OPINION

El Poder Judicial y la demanda de servicios

 Por Salvador Aiello *

Nadie ignora que el Poder Judicial prácticamente se desenvuelve con la misma estructura en las últimas décadas. En el mismo período la litigiosidad ha aumentado de una manera llamativa. La asimetría entre los escasos recursos asignados al Poder Judicial y la creciente demanda de sus servicios aparece nítida y grotesca.

Lo dicho implica reconocer desde el inicio la insuficiencia de la cantidad de juzgados -y del personal destinado a atenderlos-, y que el problema no es atribuible exclusivamente a esta administración, pues desde hace varios años la justicia no constituye preocupación central de los gobernantes. En la actualidad existen más de cincuenta cargos vacantes de jueces y vocales de cámara en nuestra provincia; cantidad que en pocos meses superará los sesenta.

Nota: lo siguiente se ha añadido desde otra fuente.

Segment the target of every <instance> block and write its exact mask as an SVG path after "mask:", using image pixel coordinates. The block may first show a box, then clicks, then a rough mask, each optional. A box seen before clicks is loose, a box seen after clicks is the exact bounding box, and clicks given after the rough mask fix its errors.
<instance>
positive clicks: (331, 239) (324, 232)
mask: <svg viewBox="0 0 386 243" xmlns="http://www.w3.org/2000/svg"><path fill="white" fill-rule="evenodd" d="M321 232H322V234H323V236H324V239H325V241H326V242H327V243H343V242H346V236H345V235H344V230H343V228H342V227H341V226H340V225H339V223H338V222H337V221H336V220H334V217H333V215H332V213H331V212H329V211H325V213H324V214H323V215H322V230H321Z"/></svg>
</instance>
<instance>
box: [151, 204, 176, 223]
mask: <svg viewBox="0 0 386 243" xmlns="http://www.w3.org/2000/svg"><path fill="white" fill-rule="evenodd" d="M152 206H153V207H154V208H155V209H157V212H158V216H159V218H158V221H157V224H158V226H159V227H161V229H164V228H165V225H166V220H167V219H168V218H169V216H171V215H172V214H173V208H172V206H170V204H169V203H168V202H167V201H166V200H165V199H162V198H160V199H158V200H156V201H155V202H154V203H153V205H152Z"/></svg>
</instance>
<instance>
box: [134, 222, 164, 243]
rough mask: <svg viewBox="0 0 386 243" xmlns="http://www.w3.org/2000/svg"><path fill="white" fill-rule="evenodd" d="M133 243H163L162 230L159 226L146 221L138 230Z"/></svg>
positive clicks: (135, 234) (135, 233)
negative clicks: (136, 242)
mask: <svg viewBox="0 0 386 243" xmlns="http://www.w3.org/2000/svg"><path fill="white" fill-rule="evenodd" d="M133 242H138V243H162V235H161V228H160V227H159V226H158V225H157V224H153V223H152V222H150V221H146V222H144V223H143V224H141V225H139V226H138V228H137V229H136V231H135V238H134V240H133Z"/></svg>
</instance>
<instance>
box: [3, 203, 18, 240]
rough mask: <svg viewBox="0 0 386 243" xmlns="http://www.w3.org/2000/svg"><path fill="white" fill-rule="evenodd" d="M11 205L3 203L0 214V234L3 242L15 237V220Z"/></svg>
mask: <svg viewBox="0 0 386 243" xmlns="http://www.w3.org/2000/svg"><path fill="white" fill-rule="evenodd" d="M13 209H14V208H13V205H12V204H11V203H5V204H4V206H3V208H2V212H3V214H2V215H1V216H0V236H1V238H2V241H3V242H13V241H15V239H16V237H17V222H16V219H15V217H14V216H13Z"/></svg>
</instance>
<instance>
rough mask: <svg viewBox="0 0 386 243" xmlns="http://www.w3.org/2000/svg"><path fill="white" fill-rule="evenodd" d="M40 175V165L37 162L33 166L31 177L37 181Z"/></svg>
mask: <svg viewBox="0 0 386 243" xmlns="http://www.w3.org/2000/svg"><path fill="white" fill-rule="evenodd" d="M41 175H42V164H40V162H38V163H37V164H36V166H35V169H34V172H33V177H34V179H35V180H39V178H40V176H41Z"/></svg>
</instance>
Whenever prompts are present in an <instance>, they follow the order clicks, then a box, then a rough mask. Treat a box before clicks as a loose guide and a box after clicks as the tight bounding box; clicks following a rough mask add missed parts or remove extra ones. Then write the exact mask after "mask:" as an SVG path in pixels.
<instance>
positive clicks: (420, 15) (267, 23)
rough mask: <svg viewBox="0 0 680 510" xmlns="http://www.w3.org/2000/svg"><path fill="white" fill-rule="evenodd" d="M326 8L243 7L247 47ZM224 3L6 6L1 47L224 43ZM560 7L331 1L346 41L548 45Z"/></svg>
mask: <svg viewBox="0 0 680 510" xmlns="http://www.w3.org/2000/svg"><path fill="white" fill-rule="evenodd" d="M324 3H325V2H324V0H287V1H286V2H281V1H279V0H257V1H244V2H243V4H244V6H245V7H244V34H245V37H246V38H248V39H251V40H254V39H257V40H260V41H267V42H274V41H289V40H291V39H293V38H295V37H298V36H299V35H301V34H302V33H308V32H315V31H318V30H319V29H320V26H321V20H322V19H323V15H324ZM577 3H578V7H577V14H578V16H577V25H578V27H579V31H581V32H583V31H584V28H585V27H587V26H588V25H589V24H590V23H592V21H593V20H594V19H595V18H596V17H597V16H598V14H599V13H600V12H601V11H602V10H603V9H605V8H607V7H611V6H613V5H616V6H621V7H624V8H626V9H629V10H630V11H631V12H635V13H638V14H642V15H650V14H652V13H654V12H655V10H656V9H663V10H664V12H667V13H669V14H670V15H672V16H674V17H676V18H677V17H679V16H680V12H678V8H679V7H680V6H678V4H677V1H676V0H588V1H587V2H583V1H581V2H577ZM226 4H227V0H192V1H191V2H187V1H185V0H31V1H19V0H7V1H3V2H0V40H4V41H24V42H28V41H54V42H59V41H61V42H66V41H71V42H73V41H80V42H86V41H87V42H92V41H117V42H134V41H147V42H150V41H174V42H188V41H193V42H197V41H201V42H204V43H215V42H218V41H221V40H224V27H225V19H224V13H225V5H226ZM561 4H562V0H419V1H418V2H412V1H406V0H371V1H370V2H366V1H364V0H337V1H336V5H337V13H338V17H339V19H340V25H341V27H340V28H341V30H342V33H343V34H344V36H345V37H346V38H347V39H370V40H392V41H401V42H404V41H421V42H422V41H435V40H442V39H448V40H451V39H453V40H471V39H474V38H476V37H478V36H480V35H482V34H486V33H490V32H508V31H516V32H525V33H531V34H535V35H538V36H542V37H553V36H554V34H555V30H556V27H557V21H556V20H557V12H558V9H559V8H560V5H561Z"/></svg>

Tampoco podemos soslayar que en este año de gestión, y lamentablemente dando razón a nuestro cuestionamiento originario al nuevo régimen del Consejo de la Magistratura, no se ha cubierto ningún cargo, y el único pliego enviado por el Poder Ejecutivo a la Legislatura fue precedido de sugestivas renuncias e impugnaciones, pedidos de que se llamara a un nuevo concurso y, finalmente, aprobado con escándalo por la deplorable metodología de no dar quórum para que lo trate la Asamblea Legislativa; con lo que se repitieron los vicios que, paradójicamente, la nueva reglamentación del Consejo de la Magistratura declamaba combatir.

Para febrero de 2009 nos enfrentaremos a la de tremenda realidad de un año y medio sin designación de magistrados en nuestra circunscripción judicial, lo que describe un cuadro de situación más que alarmante, probando que el nuevo régimen no tiene ninguna de las virtudes pregonadas en su lanzamiento.

El Ministro de Justicia, al desechar las críticas que formulamos los cinco Colegios de Abogados a la nueva reglamentación del Consejo de la Magistratura, asumió el compromiso expreso de reconsiderarlas a fin del corriente año, promesa que esperamos cumpla, ya que la realidad de su funcionamiento -muy a nuestro pesar- ha demostrado que teníamos razón.

Entendemos, no obstante, que pese a las carencias actuales, el Poder Judicial podría dar mejores respuestas a la sociedad. No todo es infraestructura, el factor humano es relevante y se aprecia que, mientras muchos empleados, secretarios, jueces y vocales de cámara, con esfuerzo y dedicación, tienen al día sus labores, o por lo menos ordenados los Tribunales y tareas encomendadas; en otros supuestos, sea por incapacidad, desidia o intensa dedicación a otras actividades, empeoran día a día la situación de la justicia santafesina.

Allí es donde, a nuestro entender, está fallando el poder de contralor que debe ejercer la Corte Suprema de Justicia. Los Tribunales de Familia, por ejemplo, han sido durante todo el año motivo de quejas permanentes ante la Corte Suprema de Justicia, sin que hayamos podido comprobar mejoras compatibles con la tutela que merecen los intereses de los justiciables y el trato a los colegiados. Poder de contralor de la CSJ que en modo alguno debe entenderse como una simple verificación de cumplimiento de horarios.

La justicia tiene objetivos trascendentes que exigen una dedicación plena, y el control debe centrarse en el rendimiento concreto de cada empleado, funcionario o magistrado.

* Presidente del Colegio de Abogados de Santa Fe.